The Voice Inadvertently Helps Fund Journalism

(and current New Yorker contributor.)

This week’s issue of The New Yorker features a story about teenagers who join ISIS. The article was written by 24-year-old Ben Taub, who has never written for the magazine before and just graduated from Columbia Journalism School last week. 

In case you still thought Taub’s résumé looked a little thin, he also appeared on The Voice, where he sang on Cee Lo Green’s team and discovered a new way to fund journalism in the 21st century. Taub used the stipend NBC gave contestants during the show’s taping to pay for a trip to the Syrian border, which helped launch his switch to journalism.* A year later, he visited the border again and met one of the people crucial to his New Yorker story.

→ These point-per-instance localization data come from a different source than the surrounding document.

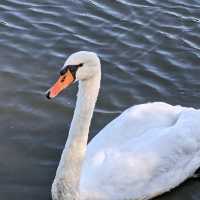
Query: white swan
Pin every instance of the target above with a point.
(146, 151)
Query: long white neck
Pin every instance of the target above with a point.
(67, 180)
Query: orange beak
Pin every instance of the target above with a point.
(63, 82)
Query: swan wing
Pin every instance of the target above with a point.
(157, 148)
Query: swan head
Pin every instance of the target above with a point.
(79, 66)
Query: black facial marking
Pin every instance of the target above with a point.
(72, 68)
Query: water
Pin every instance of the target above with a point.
(149, 51)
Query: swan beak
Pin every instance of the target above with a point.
(63, 82)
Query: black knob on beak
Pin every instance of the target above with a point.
(48, 94)
(63, 71)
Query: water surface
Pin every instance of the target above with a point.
(149, 51)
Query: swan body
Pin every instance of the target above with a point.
(146, 151)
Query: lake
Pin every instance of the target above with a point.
(149, 51)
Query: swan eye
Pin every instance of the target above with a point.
(72, 68)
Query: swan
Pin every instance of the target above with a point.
(147, 150)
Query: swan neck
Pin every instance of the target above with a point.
(68, 174)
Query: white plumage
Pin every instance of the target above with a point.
(146, 151)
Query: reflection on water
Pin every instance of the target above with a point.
(149, 51)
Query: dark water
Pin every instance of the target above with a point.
(150, 51)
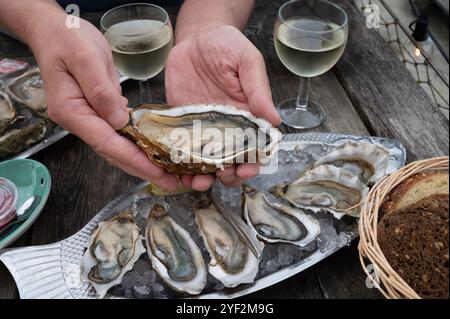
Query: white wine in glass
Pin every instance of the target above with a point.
(310, 38)
(140, 57)
(140, 36)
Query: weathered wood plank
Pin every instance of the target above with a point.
(340, 276)
(385, 95)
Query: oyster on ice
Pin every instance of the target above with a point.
(275, 222)
(326, 187)
(28, 90)
(173, 253)
(7, 112)
(112, 251)
(232, 261)
(202, 138)
(366, 160)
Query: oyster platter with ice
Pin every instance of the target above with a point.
(24, 124)
(221, 243)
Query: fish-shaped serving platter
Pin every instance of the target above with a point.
(53, 271)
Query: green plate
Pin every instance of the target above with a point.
(31, 178)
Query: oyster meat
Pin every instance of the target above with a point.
(326, 187)
(203, 138)
(232, 261)
(273, 222)
(366, 160)
(17, 139)
(28, 90)
(112, 251)
(7, 112)
(173, 253)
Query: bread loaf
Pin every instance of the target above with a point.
(415, 241)
(414, 189)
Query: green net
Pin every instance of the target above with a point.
(415, 58)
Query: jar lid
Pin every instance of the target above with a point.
(8, 200)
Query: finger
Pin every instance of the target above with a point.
(186, 180)
(247, 171)
(202, 183)
(227, 176)
(100, 89)
(254, 81)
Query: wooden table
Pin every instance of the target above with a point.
(369, 92)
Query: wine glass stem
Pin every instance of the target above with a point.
(146, 95)
(303, 93)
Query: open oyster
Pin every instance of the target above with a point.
(232, 261)
(7, 112)
(18, 139)
(28, 90)
(112, 251)
(365, 160)
(202, 138)
(326, 187)
(174, 254)
(274, 222)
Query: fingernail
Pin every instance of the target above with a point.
(118, 119)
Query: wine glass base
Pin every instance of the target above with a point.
(300, 118)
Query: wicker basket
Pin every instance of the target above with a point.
(383, 277)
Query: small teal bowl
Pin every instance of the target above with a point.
(31, 178)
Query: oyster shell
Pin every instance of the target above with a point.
(232, 261)
(326, 187)
(174, 255)
(367, 161)
(113, 249)
(28, 90)
(226, 135)
(16, 140)
(274, 222)
(7, 112)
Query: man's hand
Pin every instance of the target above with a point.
(83, 93)
(220, 65)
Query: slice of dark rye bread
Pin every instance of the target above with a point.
(414, 189)
(415, 242)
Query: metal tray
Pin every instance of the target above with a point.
(58, 134)
(53, 271)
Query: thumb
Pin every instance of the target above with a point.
(101, 90)
(254, 82)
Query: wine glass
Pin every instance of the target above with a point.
(310, 37)
(140, 36)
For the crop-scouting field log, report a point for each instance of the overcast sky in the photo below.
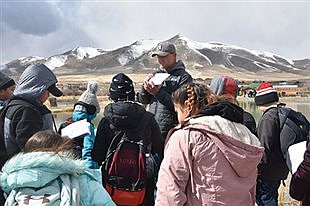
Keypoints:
(45, 28)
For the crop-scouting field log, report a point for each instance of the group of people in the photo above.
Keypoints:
(207, 150)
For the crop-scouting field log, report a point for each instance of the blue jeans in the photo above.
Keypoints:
(267, 192)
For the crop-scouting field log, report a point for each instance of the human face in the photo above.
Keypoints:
(182, 113)
(6, 94)
(44, 96)
(167, 61)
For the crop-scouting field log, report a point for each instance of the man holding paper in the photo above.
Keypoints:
(158, 87)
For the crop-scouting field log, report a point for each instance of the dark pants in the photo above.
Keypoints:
(267, 192)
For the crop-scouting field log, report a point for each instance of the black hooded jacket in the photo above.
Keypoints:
(124, 116)
(161, 104)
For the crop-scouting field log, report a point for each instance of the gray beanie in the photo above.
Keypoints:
(88, 101)
(5, 81)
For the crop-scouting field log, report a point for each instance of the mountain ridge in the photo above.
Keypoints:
(206, 59)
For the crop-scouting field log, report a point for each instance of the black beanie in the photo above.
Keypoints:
(266, 94)
(5, 81)
(121, 88)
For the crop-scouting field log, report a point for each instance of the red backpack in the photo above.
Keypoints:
(125, 166)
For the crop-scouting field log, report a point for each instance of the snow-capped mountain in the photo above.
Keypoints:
(197, 56)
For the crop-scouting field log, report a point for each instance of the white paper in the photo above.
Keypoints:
(158, 78)
(76, 129)
(295, 155)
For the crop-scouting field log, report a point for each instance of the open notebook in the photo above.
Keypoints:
(159, 78)
(295, 155)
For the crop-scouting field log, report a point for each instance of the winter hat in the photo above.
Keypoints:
(88, 101)
(121, 88)
(5, 81)
(224, 85)
(266, 94)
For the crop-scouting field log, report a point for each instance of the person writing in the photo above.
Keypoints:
(159, 96)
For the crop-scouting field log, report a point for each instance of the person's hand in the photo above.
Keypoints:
(149, 85)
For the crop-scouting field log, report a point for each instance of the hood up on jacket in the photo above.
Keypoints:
(124, 115)
(34, 81)
(222, 122)
(242, 157)
(36, 169)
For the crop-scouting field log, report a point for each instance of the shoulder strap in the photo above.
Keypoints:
(119, 135)
(283, 113)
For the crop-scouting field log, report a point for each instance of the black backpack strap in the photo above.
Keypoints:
(283, 113)
(3, 153)
(120, 133)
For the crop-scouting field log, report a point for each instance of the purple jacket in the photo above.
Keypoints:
(300, 182)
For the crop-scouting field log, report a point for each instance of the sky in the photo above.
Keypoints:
(46, 28)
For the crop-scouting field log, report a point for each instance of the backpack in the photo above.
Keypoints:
(125, 169)
(294, 128)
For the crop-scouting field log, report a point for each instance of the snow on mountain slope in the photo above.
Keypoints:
(56, 61)
(137, 49)
(85, 52)
(232, 49)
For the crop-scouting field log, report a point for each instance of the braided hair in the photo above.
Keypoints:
(195, 96)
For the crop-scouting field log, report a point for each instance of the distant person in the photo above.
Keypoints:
(124, 116)
(272, 168)
(228, 88)
(159, 96)
(7, 86)
(25, 113)
(210, 157)
(46, 173)
(87, 107)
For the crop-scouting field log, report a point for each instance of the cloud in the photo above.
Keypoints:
(45, 28)
(36, 18)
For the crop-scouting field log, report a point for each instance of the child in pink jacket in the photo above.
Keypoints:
(210, 158)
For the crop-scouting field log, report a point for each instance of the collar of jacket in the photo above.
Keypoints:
(224, 109)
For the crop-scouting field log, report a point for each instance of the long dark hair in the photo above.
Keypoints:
(48, 141)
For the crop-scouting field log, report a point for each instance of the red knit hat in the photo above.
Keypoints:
(266, 94)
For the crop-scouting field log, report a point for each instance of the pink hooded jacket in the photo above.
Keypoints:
(209, 161)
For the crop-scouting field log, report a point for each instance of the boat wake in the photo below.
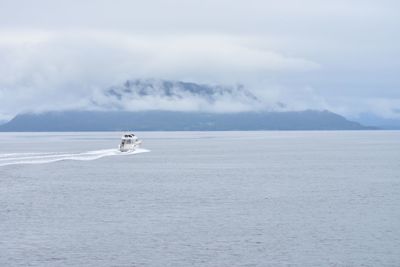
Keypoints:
(40, 158)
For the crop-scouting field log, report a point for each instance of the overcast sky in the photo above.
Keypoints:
(339, 55)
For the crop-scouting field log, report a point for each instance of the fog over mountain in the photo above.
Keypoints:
(157, 94)
(339, 55)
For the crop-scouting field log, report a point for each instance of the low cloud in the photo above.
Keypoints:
(49, 71)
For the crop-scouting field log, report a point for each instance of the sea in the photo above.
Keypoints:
(265, 198)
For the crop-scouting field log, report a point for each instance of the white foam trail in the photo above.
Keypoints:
(40, 158)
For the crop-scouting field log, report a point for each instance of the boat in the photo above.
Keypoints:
(129, 142)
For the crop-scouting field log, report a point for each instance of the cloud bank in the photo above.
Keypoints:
(340, 55)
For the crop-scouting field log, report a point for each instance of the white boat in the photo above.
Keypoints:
(129, 142)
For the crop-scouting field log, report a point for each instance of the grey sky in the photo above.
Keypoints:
(339, 55)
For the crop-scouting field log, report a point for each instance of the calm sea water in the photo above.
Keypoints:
(201, 199)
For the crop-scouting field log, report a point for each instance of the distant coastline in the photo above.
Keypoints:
(75, 121)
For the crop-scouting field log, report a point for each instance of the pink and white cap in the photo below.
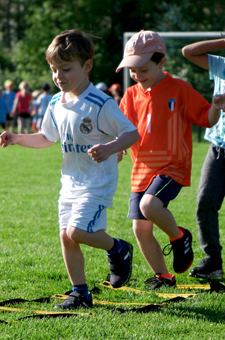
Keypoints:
(140, 48)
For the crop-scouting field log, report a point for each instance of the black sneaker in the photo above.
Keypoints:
(182, 252)
(158, 281)
(120, 265)
(210, 266)
(76, 300)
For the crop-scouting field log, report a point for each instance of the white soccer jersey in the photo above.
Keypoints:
(93, 118)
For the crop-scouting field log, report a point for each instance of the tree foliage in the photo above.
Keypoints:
(28, 27)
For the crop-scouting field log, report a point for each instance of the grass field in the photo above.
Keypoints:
(32, 267)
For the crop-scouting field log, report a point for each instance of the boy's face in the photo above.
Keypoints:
(148, 75)
(70, 77)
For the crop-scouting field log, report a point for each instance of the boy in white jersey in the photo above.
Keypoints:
(211, 190)
(92, 130)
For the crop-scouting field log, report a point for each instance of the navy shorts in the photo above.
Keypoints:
(163, 187)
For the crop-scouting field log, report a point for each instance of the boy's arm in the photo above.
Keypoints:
(197, 52)
(218, 103)
(36, 140)
(15, 103)
(101, 152)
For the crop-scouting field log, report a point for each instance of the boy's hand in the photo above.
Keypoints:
(120, 155)
(100, 152)
(218, 101)
(8, 138)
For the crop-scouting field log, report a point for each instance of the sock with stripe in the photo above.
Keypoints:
(117, 247)
(82, 289)
(179, 236)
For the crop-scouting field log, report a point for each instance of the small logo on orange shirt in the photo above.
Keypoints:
(172, 104)
(86, 127)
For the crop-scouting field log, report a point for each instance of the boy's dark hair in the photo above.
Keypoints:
(157, 57)
(45, 87)
(69, 46)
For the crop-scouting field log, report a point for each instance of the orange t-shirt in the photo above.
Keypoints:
(163, 118)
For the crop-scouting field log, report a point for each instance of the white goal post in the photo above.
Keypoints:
(128, 35)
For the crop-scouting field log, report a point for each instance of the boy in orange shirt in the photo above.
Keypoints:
(162, 108)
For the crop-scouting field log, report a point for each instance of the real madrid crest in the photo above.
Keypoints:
(86, 126)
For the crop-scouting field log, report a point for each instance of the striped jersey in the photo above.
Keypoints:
(216, 134)
(163, 118)
(93, 118)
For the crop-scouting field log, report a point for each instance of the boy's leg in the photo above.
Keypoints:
(153, 206)
(20, 124)
(153, 254)
(119, 252)
(153, 209)
(149, 246)
(210, 196)
(74, 261)
(180, 238)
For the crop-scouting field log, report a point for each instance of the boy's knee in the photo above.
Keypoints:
(147, 208)
(139, 231)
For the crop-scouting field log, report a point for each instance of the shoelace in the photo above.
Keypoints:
(156, 278)
(168, 245)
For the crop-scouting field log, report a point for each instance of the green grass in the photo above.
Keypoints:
(31, 263)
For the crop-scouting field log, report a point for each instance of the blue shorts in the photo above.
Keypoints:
(163, 187)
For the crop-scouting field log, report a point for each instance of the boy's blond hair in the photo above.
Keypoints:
(69, 46)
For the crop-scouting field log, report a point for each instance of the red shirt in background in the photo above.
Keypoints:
(23, 102)
(163, 118)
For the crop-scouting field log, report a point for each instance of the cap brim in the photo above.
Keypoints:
(134, 61)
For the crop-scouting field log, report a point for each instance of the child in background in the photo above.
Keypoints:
(92, 129)
(162, 108)
(24, 107)
(3, 109)
(116, 91)
(211, 190)
(35, 95)
(42, 103)
(9, 96)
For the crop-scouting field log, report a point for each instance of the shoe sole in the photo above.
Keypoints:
(130, 249)
(190, 236)
(216, 273)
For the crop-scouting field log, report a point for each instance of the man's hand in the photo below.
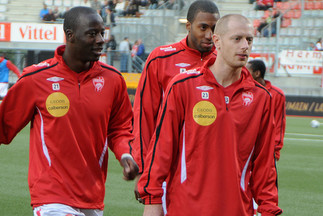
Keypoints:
(153, 210)
(130, 168)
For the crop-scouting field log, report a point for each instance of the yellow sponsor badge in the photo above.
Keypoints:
(57, 104)
(204, 113)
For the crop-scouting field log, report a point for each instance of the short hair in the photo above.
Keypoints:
(205, 6)
(72, 16)
(258, 64)
(222, 24)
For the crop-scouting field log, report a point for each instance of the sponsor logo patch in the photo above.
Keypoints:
(247, 98)
(98, 83)
(204, 113)
(57, 104)
(55, 79)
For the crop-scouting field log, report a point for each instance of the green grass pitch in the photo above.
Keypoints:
(300, 176)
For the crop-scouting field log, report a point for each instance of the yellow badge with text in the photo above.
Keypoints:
(204, 113)
(57, 104)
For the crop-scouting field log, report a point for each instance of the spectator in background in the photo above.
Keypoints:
(103, 10)
(263, 23)
(134, 49)
(43, 11)
(121, 7)
(257, 69)
(111, 47)
(319, 45)
(56, 12)
(62, 15)
(271, 21)
(50, 17)
(124, 48)
(5, 67)
(85, 3)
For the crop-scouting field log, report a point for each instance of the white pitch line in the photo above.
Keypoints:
(298, 134)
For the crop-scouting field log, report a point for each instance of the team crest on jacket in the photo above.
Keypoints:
(98, 83)
(247, 98)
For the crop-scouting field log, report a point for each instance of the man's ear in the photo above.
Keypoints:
(69, 35)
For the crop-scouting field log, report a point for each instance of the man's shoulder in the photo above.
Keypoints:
(186, 76)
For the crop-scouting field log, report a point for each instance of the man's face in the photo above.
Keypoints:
(201, 31)
(88, 38)
(235, 44)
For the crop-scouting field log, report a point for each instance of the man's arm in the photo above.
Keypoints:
(13, 68)
(264, 173)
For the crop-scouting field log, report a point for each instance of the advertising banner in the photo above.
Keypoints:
(5, 32)
(293, 62)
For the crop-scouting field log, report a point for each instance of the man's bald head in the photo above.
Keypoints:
(223, 24)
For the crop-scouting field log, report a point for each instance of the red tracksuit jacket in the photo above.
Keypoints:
(215, 150)
(161, 66)
(279, 104)
(74, 118)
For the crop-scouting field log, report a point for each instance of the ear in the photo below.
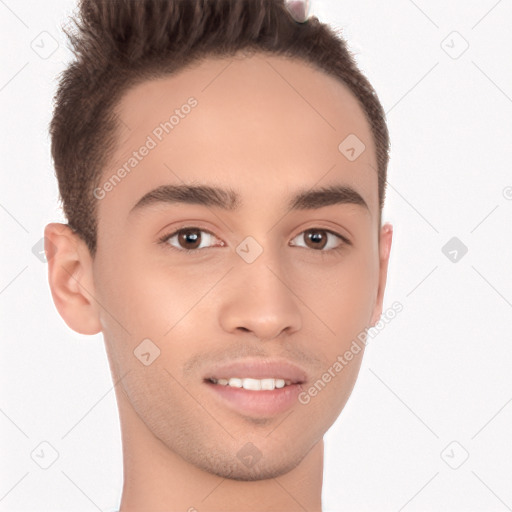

Taub went on Morning Joe this morning to discuss his story and confessed that he first became interested in Middle Eastern politics after he “chased a girlfriend to Cairo during the Egyptian revolution.” 

To summarize, we have learned in the past decade that going on reality television can help one become a congressional candidate, a member of Congress, an Oscar winner, and, now, a New Yorker writer. 

*This post has been corrected to show that Taub’s first trip to the Syrian border did not directly relate to his New Yorker story. He returned to the area with help from Columbia University, Princeton University, and the New Yorker.